ネパールのトレッキング街道では、あらゆるところでチベット仏教の表象物に出会う。上の写真は、タルチョーと呼ばれる、経文を木版印刷した祈願のぼり。街道から離れた丘のてっぺんや峠など、たいがい簡単にはゆけない高い場所にある。「バタバタバタ…」と激しく風に煽られる音だけが、あたりの静寂を突き破る。絶え間ないサウンドで、女性の名が付けられている山の神を慰めようというのか。下の写真はチョルテンと呼ばれる仏塔。これらはどれも、ヒマラヤの秀峰を望める位置にある。手前を行き交うのは、「ドッコ」と呼ばれる篭を額で運ぶ土地の女たち。おそらく彼女たちにとっては、この雄大な眺めも日常の背景にすぎず、しかし、無意識下でほとんど自動化された祈りの対象なのだろう。

最近流行りなのか、腕に木数珠を巻いている若者をよく見かける。
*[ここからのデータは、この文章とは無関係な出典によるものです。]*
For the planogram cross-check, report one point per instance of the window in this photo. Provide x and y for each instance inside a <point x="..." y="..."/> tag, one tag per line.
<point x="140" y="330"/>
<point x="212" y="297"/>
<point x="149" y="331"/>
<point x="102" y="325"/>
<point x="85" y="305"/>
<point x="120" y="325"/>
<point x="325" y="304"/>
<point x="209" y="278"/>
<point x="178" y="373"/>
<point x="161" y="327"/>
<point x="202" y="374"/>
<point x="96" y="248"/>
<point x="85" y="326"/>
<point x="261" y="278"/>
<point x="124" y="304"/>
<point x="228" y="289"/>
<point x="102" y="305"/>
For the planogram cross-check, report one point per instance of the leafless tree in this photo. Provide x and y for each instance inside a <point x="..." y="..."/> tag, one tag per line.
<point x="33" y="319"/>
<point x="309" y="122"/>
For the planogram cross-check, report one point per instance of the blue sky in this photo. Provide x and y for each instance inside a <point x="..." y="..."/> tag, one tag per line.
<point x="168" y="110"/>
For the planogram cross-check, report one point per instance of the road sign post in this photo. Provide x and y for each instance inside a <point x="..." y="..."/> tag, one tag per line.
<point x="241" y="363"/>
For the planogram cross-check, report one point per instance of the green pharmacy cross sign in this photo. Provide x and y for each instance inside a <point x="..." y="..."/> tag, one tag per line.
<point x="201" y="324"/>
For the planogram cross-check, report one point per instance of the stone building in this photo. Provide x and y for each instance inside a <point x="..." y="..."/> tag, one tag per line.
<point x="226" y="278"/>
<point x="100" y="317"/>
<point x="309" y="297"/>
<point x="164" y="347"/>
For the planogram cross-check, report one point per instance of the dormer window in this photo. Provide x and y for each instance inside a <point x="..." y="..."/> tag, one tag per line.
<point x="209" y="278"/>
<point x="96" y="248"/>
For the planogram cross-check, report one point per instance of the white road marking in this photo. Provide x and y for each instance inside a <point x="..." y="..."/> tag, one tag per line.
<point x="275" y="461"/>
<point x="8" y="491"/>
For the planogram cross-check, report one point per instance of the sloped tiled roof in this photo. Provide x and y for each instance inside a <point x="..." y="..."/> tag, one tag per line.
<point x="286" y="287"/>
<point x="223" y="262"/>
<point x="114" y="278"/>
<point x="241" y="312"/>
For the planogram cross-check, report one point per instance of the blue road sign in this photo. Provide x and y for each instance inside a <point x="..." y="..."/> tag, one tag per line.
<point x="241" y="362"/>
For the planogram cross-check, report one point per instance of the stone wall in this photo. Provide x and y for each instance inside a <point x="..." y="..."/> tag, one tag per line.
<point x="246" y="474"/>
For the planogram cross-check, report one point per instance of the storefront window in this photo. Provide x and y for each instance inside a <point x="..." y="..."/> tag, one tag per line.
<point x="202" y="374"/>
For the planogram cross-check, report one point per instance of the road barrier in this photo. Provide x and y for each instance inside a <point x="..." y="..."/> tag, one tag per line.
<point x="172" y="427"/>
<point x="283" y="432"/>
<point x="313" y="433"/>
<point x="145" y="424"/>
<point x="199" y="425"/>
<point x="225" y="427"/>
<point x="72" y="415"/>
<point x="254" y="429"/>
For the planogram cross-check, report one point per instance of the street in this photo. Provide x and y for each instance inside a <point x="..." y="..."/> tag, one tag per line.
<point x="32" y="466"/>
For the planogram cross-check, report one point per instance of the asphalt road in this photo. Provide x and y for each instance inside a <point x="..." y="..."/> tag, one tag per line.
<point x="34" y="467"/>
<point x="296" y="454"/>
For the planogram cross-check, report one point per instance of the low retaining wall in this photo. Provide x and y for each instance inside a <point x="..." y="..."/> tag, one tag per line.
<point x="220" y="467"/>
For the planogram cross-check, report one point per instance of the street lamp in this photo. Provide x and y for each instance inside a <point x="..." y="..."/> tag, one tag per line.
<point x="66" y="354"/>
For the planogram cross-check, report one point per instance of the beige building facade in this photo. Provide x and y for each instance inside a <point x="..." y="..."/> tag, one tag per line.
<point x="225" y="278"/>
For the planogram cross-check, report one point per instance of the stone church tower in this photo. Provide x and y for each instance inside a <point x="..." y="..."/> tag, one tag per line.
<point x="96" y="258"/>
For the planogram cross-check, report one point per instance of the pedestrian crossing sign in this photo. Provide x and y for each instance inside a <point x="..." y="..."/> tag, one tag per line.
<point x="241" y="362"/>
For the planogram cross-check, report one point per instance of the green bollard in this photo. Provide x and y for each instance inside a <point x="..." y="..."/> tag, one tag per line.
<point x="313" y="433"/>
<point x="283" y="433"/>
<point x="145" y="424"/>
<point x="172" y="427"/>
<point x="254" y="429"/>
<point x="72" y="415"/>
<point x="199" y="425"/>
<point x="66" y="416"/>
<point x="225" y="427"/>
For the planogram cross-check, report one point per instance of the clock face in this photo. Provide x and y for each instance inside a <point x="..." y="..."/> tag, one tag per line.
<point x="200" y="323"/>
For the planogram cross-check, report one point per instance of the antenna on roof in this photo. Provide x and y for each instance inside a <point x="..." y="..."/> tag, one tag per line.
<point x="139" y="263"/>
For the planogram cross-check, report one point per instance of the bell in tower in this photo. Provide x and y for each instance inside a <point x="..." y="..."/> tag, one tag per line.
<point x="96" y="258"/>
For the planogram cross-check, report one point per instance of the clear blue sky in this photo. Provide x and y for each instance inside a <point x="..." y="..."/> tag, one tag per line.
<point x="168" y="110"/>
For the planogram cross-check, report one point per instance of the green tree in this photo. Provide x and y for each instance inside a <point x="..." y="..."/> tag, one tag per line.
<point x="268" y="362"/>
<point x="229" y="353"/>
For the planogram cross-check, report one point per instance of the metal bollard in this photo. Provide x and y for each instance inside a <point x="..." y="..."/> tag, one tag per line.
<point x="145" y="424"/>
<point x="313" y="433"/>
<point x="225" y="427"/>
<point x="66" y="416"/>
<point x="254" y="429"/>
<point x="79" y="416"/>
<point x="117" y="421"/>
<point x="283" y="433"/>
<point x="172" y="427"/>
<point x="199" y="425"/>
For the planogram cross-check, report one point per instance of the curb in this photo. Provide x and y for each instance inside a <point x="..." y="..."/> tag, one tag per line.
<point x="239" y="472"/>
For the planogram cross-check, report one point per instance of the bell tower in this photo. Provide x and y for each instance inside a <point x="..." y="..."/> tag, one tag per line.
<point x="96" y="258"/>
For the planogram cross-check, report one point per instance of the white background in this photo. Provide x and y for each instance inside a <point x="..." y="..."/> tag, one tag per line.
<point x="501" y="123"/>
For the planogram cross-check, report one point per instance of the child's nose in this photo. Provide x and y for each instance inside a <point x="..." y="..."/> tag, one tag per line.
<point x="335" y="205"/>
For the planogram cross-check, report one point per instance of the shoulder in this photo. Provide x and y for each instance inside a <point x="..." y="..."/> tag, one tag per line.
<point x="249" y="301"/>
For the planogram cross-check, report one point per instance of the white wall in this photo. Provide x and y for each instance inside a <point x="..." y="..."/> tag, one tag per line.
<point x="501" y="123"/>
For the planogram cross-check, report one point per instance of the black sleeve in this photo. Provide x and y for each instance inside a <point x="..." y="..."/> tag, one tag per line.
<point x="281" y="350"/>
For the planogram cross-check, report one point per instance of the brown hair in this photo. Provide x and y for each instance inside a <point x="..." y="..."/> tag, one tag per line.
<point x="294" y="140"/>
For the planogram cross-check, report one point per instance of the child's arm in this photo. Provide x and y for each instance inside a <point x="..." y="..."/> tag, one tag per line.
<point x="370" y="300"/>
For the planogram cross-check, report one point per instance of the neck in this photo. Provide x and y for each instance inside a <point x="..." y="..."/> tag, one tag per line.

ネパールでヒマラヤ登山をサポートしてくれるシェルパたちもそうしているので、なんだかおかしい。彼らは数珠の玉を一つずつ繰り寄せながら、「オム・マニ・ペメ・フム」と唱える。日本の「南無阿弥陀仏」のようなものだが、現地に長く滞在していると、ちょっとしたリスクを負う際、いつのまにか同じように経文を唱えている自分がいる。祈りとは不思議なものだ。確信を持って祈りに集中する時、意識が明晰となり、思考に秩序が与えられる。そして、今やるべき最善の行動に思い至るのだ。それは、その宗教を信仰しているかどうかなど超越したところにある、私たちが本来持つ能力を引き出すための、先人の知恵のようにも思える。